Thursday, May 8, 2008

"We do our best and lean on each other"

The popular press coverage of aging falls mainly into two camps: 1) fight it/beat it and 2) what to do when you can't anymore.

At the May 8 Milwaukee Aging Consortium member meeting, a panel of experts entered the important middle space between resistance and resignation. Critical conversations: helping families and elders get ready for transitions went beyond advance directives for the very end of life to address planning for a longer period of change. Panelists and audience considered the questions:
  • How do we think about the time of many transitions during the last developmental stages of life?
  • How do we talk to our older clients and relatives about making practical decisions that honor their desire for control?
On the same day as the meeting, Kathleen Merryman told a story in the Tacoma News Tribune that illustrates the problems of unanticipated change. The account of a recent shift in her family's universe begins, "Two months ago, in a Maverick gas station in Bridger, Montana, my dad backed into a post and shattered his sanity."

Merryman's 79-year-old father, who planned to live forever, was returning from a doctor's appointment with the news that he had not only an infection but an aortic aneurysm. The collision with a post marked what Merryman's mother described as "all the bonds of reason in his brain shred(ding) at once."

The collision was not caused by the aneurysm rupturing. The impact caused no physical damage to Merryman's father or mother who was also in the car. The cause of the sudden change was and remains a mystery.

But at least metaphorically, in losing his image of himself, he became someone else mentally and emotionally, someone living in a hell populated by delusions.
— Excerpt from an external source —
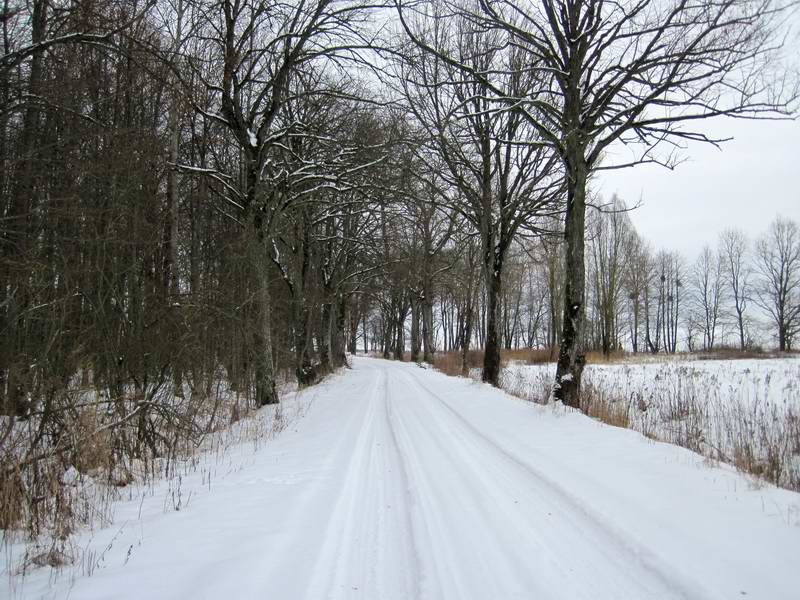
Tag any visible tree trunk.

His wife and children (one lawyer, two nurses, and others) were able to move swiftly through the maze of care options and changing housing and financial needs.

Even with the best of family support, the call for strength in the face of interpersonal friction and fatigue stunned the family. They now know "With aging, we do our best and lean on each other."
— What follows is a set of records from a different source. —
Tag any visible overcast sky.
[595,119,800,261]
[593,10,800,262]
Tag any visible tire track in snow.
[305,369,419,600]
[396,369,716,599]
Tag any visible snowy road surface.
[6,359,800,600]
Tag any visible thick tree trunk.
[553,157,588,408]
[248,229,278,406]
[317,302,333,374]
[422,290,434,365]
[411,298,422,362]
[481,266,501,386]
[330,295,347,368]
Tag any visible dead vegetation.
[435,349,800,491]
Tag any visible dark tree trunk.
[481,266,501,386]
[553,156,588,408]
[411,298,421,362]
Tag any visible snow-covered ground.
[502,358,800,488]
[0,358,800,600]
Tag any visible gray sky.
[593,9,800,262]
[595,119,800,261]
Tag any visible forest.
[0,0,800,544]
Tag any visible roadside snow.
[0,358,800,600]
No matter how much planning has gone on, a sudden change for the worse is devastating. Unlike this story, the sudden changes in aging often follow a longer period of unrecognized decline. But having deep and honest conversations about what really matters and how to support basic values and desires can go a long way toward easing the pain.

It's probably a good idea to decide that "don't put me in a nursing home, ever" isn't the end of the conversation. It's just the beginning.

Some resources from the meeting to help in starting and sustaining the conversations include My Way, an in-depth planning tool from the Milwaukee County Department on Aging, and two documents developed by Home Instead Senior Care: 40-70 Rule 7 Tips (for conversations between Boomers and their parents), and the 40-70 Rule Guide booklet.